While the distance is not much on paper for a highway on the plains, the Imphal-Moreh route has many hills, jungles and hairpin bends that significantly raise the risk of ambush by insurgents, people familiar with the matter said.
The unprecedented attack on the helipad project on October 31 and the subsequent highway ambush marked a sharp increase in hostilities between the security forces and insurgents amid the semblance of hard-won normalcy in ethnic violence-hit Manipur.

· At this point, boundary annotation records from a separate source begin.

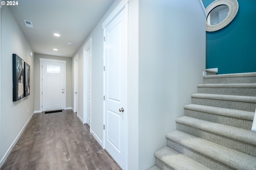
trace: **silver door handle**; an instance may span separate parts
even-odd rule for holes
[[[119,111],[120,112],[124,112],[124,109],[122,107],[122,108],[119,109]]]

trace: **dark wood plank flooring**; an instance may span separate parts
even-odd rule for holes
[[[35,113],[1,170],[120,170],[71,110]]]

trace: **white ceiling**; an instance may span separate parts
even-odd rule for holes
[[[20,0],[8,6],[34,53],[72,57],[114,1]],[[23,20],[34,28],[26,27]]]

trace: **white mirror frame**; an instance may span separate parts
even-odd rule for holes
[[[212,25],[208,24],[207,20],[209,13],[215,8],[222,5],[226,5],[229,8],[229,12],[227,17],[217,24]],[[218,31],[227,26],[235,18],[238,10],[238,2],[236,0],[216,0],[209,5],[205,10],[207,14],[206,19],[206,31]]]

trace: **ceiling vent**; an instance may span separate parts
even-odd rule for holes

Sending police personnel to the border town has not been easy due to roadblocks by miscreants, sources said, adding the need for a larger helipad was felt and so a decision to build it was taken.
The Manipur Police senior officer was shot dead by an insurgent sniper in Moreh while overseeing a helipad work on October 31
At least 25 Kuki insurgent groups have signed the tripartite Suspension of Operations (SoO) agreement with the centre and the state government, under which they have to stay at designated camps, and keep their weapons in locked storage for regular joint monitoring with the security forces.
Kuki civil society groups have strongly condemned what they alleged was the Manipur government's attempt to send the police into Moreh and start indiscriminate operations against Kuki civilians. "The Kuki Inpi Manipur have made repeated appeals to the government of India to withdraw the police commandos from Moreh to prevent any untoward incident against the minority Kuki-Zo community," the civil society group Kuki Inpi had said in a statement.
The ethnic violence in Manipur has killed over 180 people and left thousands internally displaced.
Though the Manipur ethnic clashes between the Kuki tribes and the Meiteis is said to be over the Meities' demand for inclusion under the Scheduled Tribes category, many leaders including Union Minister Home Minister Amit Shah and Foreign Minister S Jaishankar have said entry of illegal immigrants is one of the main factors behind the unrest in the northeast state, which is ruled by the BJP.
The National Investigation Agency (NIA) has said it is looking into an alleged transnational conspiracy involving terror groups hiding in Bangladesh, Myanmar and Manipur to exploit the ethnic violence in the northeast state.